Singles from The Spirit Never Dies
- "The Spirit Never Dies (Jeanny Final)" Released: 2009; "Kissing in the Kremlin" Released: 2010;

= The Spirit Never Dies =

2009 album by Falco

The Spirit Never Dies is a 2009 rock album by Falco. The album features eight new songs as well as the final song in the Jeanny Trilogy titled "The Spirit Never Dies".

==Background==
The album was released posthumously in 2009 as a compilation of unpublished Falco songs. The title track, "The Spirit Never Dies (Jeanny Final)", was also released as a single and reached the top ten in Austria.

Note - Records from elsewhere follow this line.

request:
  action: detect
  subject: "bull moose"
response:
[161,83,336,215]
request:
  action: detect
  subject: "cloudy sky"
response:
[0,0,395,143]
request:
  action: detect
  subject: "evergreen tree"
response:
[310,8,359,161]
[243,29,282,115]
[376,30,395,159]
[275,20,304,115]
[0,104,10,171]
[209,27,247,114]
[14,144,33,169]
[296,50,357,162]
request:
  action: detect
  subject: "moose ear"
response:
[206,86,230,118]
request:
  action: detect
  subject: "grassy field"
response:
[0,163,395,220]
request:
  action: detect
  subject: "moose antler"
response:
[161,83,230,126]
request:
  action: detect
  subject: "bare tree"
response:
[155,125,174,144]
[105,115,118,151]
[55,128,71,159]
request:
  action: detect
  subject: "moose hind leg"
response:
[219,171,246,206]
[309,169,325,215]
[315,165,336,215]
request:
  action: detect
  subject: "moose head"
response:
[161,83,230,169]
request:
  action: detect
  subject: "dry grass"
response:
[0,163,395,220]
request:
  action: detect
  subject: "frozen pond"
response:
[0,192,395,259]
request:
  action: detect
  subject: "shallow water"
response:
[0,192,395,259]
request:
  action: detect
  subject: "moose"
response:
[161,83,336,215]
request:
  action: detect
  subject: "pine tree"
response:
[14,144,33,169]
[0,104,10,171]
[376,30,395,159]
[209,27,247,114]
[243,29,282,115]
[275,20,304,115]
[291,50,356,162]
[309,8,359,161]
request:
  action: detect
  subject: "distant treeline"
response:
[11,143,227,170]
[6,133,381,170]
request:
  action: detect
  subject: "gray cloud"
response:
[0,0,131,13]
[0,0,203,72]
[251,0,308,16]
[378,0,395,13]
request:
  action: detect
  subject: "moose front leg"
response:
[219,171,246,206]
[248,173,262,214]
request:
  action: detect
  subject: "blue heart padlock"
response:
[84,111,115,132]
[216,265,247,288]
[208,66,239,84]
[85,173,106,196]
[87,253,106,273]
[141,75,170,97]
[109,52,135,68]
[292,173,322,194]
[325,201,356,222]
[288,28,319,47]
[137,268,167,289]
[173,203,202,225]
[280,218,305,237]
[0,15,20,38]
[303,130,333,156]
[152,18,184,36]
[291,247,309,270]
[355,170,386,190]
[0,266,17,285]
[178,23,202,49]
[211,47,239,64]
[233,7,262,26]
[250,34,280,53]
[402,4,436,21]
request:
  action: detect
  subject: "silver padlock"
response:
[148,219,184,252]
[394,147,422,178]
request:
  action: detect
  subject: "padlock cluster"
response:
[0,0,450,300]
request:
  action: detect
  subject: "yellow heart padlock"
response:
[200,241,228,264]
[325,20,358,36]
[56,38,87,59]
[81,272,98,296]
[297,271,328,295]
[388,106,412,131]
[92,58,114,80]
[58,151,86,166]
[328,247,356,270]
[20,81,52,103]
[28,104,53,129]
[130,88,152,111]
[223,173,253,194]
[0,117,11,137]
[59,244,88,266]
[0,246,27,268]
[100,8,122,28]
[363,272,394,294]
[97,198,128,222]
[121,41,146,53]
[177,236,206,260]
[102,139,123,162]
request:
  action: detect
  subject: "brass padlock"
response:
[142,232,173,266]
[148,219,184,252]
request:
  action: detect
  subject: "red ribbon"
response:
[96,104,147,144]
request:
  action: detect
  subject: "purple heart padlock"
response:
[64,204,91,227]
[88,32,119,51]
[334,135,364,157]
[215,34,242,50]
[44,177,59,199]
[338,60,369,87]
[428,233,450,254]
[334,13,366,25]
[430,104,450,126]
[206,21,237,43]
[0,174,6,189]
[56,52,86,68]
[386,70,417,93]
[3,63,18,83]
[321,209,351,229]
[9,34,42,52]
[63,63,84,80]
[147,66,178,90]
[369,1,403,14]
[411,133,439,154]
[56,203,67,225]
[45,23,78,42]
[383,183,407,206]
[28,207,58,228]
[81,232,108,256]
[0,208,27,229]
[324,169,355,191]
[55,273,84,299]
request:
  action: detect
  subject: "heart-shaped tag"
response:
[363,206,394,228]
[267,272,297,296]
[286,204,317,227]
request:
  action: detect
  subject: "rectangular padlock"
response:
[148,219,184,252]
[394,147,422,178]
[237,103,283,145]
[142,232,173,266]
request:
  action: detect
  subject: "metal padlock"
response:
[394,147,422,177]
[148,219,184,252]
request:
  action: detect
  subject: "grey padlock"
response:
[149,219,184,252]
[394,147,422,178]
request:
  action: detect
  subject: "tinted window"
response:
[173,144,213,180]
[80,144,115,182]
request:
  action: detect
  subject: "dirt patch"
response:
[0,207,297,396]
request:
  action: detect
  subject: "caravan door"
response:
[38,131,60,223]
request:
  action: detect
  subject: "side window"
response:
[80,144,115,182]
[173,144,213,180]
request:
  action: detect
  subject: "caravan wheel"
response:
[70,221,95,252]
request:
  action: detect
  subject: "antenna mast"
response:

The track was found by chance after a water-pipe burst in the archives of the recording studio Mörfelden-Walldorf that was used by Falco's producer Gunther Mende in 1987. After the closing of the archives, the tapes were sent to Mende personally, who then had a look at the material, all of which had originally been rejected by Falco's recording label Teldec; this was explained by Horst Bork in an interview mentioning that Falco had tried to use a different style of music at the time that the label did not want to support.

After digital remastering of the tape, and inclusion of New Zealand vocalist Rietta Austin, the song was edited and published under the claim that it was the official third part of the Jeanny Trilogy by the album's producers Gunther Mende and Alexander C. De Rouge.

==Track listing==
1. "Return to Forever" – 2:08
2. "Nuevo Afrikano" – 4:57
3. "Jeanny, Part 1" – 5:54
4. "Coming Home (Jeanny, Part 2: Ein Jahr danach)" – 5:31
5. "The Spirit Never Dies (Jeanny Final)" – 4:56
6. "Qué Pasa Hombre" (original version) – 4:41
7. "Poison" (original version) – 4:58
8. "Sweet Symphony" – 4:25
9. "Kissing in the Kremlin" – 3:53
10. "Dada Love" – 4:28
11. "The Spirit Never Dies (Jeanny Final)" (The Special mix) – 5:01
12. "Forever" – 2:18

==Charts==
The album was a hit in the Austrian and German music charts.